I have the following code:
var requestFilter = {
urls: [ "<all_urls>" ]
},
extraInfoSpec = ['requestHeaders', 'blocking'],
handler = function( details ) {
var headers = details.requestHeaders,
blockingResponse = {};
var isXForwardedForSet = false;
for (var i = 0, l = headers.length; i < l; ++i) {
if (headers[i].name === 'X-Forwarded-For') {
headers[i].value = "42.104.0.0";
isXForwardedForSet = true;
break;
}
}
if (!isXForwardedForSet) {
headers.push({
name: "X-Forwarded-For",
value: "42.104.0.0"
});
}
blockingResponse.requestHeaders = headers;
return blockingResponse;
};
chrome.webRequest.onBeforeSendHeaders.addListener( handler, requestFilter, extraInfoSpec );
Upvotes: 1
Views: 239
Reputation: 77531
Proxy-related headers are probably ignored.
Quoting the docs:
Note that the web request API presents an abstraction of the network stack to the extension.
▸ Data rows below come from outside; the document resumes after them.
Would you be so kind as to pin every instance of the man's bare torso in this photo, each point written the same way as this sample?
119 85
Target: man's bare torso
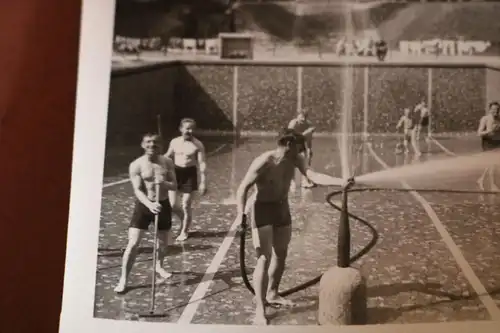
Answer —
185 152
273 184
152 172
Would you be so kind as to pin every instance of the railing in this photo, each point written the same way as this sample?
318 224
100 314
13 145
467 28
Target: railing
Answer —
262 96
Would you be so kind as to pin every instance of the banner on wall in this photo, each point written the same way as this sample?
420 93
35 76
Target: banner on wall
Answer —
449 47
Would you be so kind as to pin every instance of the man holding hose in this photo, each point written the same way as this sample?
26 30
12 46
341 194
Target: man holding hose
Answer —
269 215
146 172
489 127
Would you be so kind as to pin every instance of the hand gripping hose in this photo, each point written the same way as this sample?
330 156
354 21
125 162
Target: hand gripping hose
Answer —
357 256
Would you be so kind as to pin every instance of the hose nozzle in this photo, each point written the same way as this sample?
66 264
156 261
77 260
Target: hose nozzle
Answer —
349 183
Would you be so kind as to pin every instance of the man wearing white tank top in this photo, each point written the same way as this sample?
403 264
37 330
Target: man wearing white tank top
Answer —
188 154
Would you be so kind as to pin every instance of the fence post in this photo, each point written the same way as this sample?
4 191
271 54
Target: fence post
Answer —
429 98
299 88
235 101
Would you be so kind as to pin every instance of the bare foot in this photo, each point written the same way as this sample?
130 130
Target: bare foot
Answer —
278 300
182 237
121 286
163 273
308 185
260 319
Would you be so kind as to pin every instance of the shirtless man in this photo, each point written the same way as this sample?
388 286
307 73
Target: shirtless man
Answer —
145 172
269 215
301 125
489 127
408 130
188 154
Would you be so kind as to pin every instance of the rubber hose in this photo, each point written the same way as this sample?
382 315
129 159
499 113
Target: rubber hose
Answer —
357 256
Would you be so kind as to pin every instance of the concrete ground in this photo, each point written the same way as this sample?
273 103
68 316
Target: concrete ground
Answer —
437 258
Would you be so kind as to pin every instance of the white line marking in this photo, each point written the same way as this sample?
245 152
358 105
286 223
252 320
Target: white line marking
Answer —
443 148
126 180
487 172
469 274
480 181
203 287
493 186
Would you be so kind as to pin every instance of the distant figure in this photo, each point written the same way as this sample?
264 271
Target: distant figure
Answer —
381 49
188 154
489 128
422 116
408 131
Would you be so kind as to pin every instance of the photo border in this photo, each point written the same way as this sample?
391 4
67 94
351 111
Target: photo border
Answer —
77 314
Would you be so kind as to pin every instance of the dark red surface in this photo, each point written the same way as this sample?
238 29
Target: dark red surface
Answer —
38 56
Internally, one URL request can be split into several HTTP requests (for example to fetch individual byte ranges from a large file) or can be handled by the network stack without communicating with the network. For this reason, the API does not provide the final HTTP headers that are sent to the network. For example, all headers that are related to caching are invisible to the extension.
There is no comprehensive list of headers that are ignored, but some are listed in the docs. Common-sense criterion: if it represents knowledge about the network (caching, proxy, etc.), the API cannot touch it.